Research Training Group ALOP’s Mercator Fellow, Prof. Dr. Matthias Heinkenschloss of Rice University, will present a special lecture on Wednesday, June 17, 2020 at 16:15 local time via ZOOM. You may enter the waiting area beginning at 16:00. The presentation will take appr. 1 hour.
Prof. Heinkenschloss will speak on the topic of
Numerical Solution of Risk-Averse PDE-Constrained Optimization Problems
This talk gives a unified presentation of several recent optimization approaches for solving risk-averse partial differential equation constrained optimization problems and addresses a numerical issue that arises in (semismooth) Newton methods used to solve subproblems in each of these approaches. Risk-averse optimization problems arise, for example, in engineering applications when one seeks to maximize the performance of, or minimize the costs of a system under uncertainty. Whereas risk-neutral formulations optimize the average costs or performance, risk-averse formulations penalize high-cost, rare-events, which yield excessively high costs or low performance. Risk-averse objectives like the Conditional Value-at-Risk (CVaR) are notoriously expensive to optimize due to their non-smooth nature and the inherent expense in sampling rare-events.

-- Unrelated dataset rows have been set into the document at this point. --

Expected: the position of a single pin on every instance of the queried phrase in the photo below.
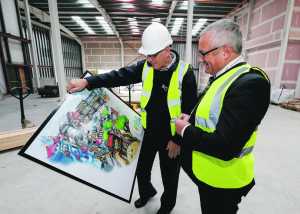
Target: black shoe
(143, 201)
(163, 210)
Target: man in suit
(169, 88)
(219, 135)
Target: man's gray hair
(225, 32)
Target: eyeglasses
(203, 54)
(156, 54)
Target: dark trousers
(153, 143)
(214, 200)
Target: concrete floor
(26, 187)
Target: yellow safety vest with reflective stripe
(173, 96)
(215, 172)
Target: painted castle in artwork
(93, 134)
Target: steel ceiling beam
(172, 8)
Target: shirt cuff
(182, 131)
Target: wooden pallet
(14, 139)
(292, 105)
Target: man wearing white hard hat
(169, 89)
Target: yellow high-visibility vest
(173, 96)
(215, 172)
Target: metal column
(56, 44)
(32, 46)
(189, 36)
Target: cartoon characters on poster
(93, 134)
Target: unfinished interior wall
(105, 53)
(273, 39)
(294, 46)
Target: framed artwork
(94, 138)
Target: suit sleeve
(189, 97)
(244, 106)
(124, 76)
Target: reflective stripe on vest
(215, 172)
(173, 96)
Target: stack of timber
(14, 139)
(292, 105)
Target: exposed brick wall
(105, 53)
(263, 47)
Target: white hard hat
(155, 38)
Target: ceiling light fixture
(133, 25)
(156, 20)
(200, 23)
(157, 2)
(176, 26)
(83, 24)
(104, 25)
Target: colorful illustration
(94, 133)
(93, 136)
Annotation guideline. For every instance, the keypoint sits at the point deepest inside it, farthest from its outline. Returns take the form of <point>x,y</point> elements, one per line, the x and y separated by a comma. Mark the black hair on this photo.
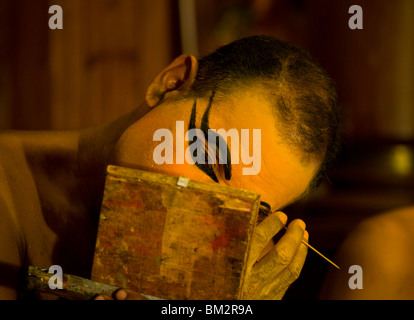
<point>303,95</point>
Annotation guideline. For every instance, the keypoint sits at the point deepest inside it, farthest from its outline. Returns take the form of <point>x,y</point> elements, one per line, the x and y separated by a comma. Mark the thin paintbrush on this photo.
<point>309,246</point>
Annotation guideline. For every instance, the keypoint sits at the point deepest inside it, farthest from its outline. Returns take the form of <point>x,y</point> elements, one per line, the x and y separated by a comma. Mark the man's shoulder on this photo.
<point>383,241</point>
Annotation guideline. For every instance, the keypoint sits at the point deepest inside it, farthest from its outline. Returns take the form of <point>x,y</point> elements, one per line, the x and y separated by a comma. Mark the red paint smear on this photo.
<point>220,241</point>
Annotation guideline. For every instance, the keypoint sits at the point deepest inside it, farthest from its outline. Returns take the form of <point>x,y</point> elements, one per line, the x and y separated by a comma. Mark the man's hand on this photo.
<point>272,268</point>
<point>122,294</point>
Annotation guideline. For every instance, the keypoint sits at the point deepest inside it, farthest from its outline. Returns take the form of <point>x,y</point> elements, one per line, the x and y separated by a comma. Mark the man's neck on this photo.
<point>96,150</point>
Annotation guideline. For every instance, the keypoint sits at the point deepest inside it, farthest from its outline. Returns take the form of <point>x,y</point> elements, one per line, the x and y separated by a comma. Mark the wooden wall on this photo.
<point>94,70</point>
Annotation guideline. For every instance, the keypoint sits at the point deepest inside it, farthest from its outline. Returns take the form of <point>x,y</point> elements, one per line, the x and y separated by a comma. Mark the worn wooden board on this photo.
<point>171,241</point>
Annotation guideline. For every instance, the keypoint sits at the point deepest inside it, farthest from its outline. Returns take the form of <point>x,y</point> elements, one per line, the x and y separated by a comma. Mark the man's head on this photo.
<point>253,83</point>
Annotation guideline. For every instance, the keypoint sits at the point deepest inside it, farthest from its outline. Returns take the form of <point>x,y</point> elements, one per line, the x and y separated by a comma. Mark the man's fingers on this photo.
<point>264,233</point>
<point>294,269</point>
<point>284,251</point>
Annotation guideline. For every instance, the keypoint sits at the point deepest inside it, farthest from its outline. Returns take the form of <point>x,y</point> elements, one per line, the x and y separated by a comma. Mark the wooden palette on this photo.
<point>173,238</point>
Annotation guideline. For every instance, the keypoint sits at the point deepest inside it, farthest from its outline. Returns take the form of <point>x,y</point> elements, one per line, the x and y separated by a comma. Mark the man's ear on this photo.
<point>173,80</point>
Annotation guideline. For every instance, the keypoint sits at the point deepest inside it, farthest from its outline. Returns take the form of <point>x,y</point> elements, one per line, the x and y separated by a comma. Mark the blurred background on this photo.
<point>99,66</point>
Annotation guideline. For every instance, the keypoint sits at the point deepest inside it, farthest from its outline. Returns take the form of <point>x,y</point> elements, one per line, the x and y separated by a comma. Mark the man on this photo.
<point>52,182</point>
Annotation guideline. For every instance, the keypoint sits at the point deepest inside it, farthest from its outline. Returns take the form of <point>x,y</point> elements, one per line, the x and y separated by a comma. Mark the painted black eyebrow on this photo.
<point>218,139</point>
<point>207,167</point>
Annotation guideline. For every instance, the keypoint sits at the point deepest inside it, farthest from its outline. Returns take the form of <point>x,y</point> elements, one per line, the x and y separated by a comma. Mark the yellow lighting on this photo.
<point>402,160</point>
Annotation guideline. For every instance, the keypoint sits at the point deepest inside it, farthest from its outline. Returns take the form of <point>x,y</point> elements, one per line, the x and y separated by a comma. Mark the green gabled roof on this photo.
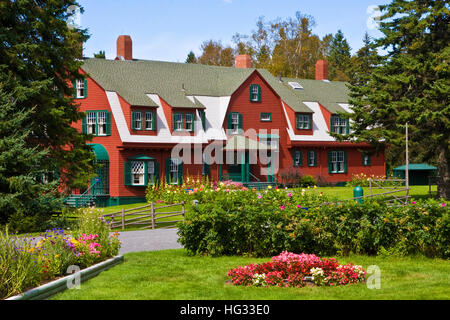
<point>133,80</point>
<point>173,82</point>
<point>327,93</point>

This talk focusses on the CVaR risk measure and studies recent optimization approaches which either directly smooth the CVaR or are based on a reformulation as a smooth inequality constrained problem, such as log-barrier or augmented Lagrangian approaches. It is shown that all considered approaches solve the CVaR optimization problem by solving a sequence of smoothed CVaR optimization problems. Furthermore, a computationally inexpensive modification of (semismooth) Newton methods is introduced that alleviates numerical issues arising from near rank deficient Hessians and inconsistent quadratic models that can arise in the smoothed CVaR subproblems.
This talk is based on joint work with Mae Markowski.
The ZOOM access link will be forwarded via Email.